Sandoz aposta em biossimilar e parcerias para crescer no Brasil

Stella Fontes – Valor Econômico: 

Uma das grandes competidoras em medicamentos genéricos e similares, a Sandoz, do grupo Novartis, se prepara para avançar no mercado farmacêutico brasileiro. O plano é incrementar a oferta de biossimilares, produtos biológicos que prometem ampliar o acesso a tratamentos de doenças de maior complexidade, e firmar parcerias de licenciamento, tanto com multinacionais quanto com grandes laboratórios nacionais, garantindo o crescimento de seu portfólio.

Com vendas anuais estimadas em R$ 700 milhões a partir de dados da consultoria QuintilesIMS, a Sandoz Brasil tem uma carteira de produtos ainda muito concentrada no concorrido segmento de genéricos, vendidos no varejo e sem promoção médica. Foram necessários alguns anos de transformação para alavancar a rentabilidade da operação local. Agora, com a consolidação das margens em terreno positivo, o desafio é manter em expansão o mix de medicamentos. Isso se dará com a adição de produtos de maior valor agregado.
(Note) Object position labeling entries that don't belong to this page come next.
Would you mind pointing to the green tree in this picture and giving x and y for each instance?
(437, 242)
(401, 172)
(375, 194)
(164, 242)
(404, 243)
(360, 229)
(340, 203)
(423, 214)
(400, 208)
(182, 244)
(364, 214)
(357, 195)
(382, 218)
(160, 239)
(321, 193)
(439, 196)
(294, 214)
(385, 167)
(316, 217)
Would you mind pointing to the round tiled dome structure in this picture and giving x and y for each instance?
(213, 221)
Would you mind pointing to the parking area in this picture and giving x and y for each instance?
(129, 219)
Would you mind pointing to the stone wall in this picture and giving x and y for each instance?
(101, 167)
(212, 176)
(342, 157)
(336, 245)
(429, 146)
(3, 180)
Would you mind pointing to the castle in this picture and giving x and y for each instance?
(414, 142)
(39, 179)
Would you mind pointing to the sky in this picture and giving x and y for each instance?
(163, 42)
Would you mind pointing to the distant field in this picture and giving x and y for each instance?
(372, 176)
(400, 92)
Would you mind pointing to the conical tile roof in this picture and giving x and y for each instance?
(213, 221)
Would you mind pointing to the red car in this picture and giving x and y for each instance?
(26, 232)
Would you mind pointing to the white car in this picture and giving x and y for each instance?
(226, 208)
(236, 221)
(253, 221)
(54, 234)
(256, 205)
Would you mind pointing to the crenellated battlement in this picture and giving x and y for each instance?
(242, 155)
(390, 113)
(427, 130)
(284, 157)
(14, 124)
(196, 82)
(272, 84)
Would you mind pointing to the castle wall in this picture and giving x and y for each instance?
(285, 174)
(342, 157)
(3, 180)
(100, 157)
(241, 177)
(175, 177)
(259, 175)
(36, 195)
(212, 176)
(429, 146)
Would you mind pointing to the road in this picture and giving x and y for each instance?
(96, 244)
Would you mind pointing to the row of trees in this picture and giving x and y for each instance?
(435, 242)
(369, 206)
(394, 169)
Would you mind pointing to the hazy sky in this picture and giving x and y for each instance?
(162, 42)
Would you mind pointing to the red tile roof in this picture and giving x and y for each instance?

“Para melhorar o mix, vamos trazer mais biossimilares”, disse ao Valor o diretor-geral da Sandoz Brasil, André Brázay. A farmacêutica já vende no país um biossimilar, o hormônio de crescimento Omnitrope (somatropina). Outro produto dessa natureza já tem registro na Agência Nacional de Vigilância Sanitária (Anvisa), mas ainda não está disponível comercialmente. Mais duas moléculas serão submetidas ao aval do órgão regulador no curto prazo.

A previsão, conservadora segundo o executivo, é a de que os registros sejam concedidos até 2019. “Os anticorpos monoclonais são o futuro da companhia”, ressaltou. Hoje, a Sandoz tem forte presença no segmento de antibióticos – é da empresa a maior fábrica de antibióticos do mundo ocidental, instalada na Áustria -, com vendas relevantes ainda nas áreas cardiovascular, de sistema nervoso central (SNC) e tratamentos oncológicos e hormonais.

A farmacêutica também quer trazer ao país novos projetos de desenvolvimento e está em busca de parceiros, ao redor do mundo, com vistas ao licenciamento de produtos. Um acordo firmado fora do Brasil poderá resultar na chegada de novos medicamentos ao mercado doméstico. Da mesma forma, a parceria com um laboratório local resultaria na distribuição, pela Sandoz, de remédios de produção nacional em mercados da Europa e da Ásia. Já há conversas em curso, mas o projeto ainda está em fase inicial.

Com 25 anos de grupo Novartis, Brázay chegou ao comando da Sandoz Brasil em 2014, pouco depois de uma nova estratégia ter sido colocada em prática por seu antecessor. Naquele momento, conta o executivo, a grande questão da operação local eram as margens, “muito próximas do break even”, e não havia entendimento muito claro, sobretudo por parte da matriz, das especificidades do mercado brasileiro de medicamentos genéricos.

Com foco em escala, a nova estratégia trouxe os resultados que não estavam sendo obtidos via preço. A partir da aposta em moléculas com maior volume de vendas e presença no Farmácia Popular, programa do governo federal que oferece medicamentos de uso mais comum gratuitamente ou por seu valor de custo, a Sandoz Brasil conseguiu ocupar a capacidade ociosa na fábrica de Cambé (PR). “Mantivemos o tamanho da operação, mas ampliamos as vendas e o portfólio”, contou.

Tipicamente, uma multinacional de genéricos tem retorno sobre vendas entre 20% e 22% – e é nesse patamar que está a operação brasileira da Sandoz. Ainda assim, segundo Brázay, o excesso de competição nesse segmento e a concessão de benefícios fiscais por Estados que quiseram atrair investimentos de laboratórios geraram distorções de mercado.

Além disso, embora o nível de exigência da Anvisa seja bastante elevado, não há recursos suficientes para que a agência consiga supervisionar o cumprimento desses padrões. Essas características criaram um ambiente de competição desigual, avalia o executivo. Hoje, a matriz já compreende a complexidade do mercado local.

Quatro anos depois da implementação da nova estratégia, a Sandoz dobrou de tamanho no país e ampliou em 25% a produção local. Entre o fim do ano passado e o começo de 2017, investiu R$ 54 milhões em ampliação e modernização de linhas da fábrica paranaense, que também produz para exportação.

A farmacêutica também ajustou o foco no cliente e em melhorar o nível de serviço nas farmácias, o que reduziu a quantidade de reclamações e a devolução de produtos. Em logística, passou a operar com um centro de distribuição consolidado com a Novartis, cujas vendas no país somaram cerca de R$ 3 bilhões em 2016.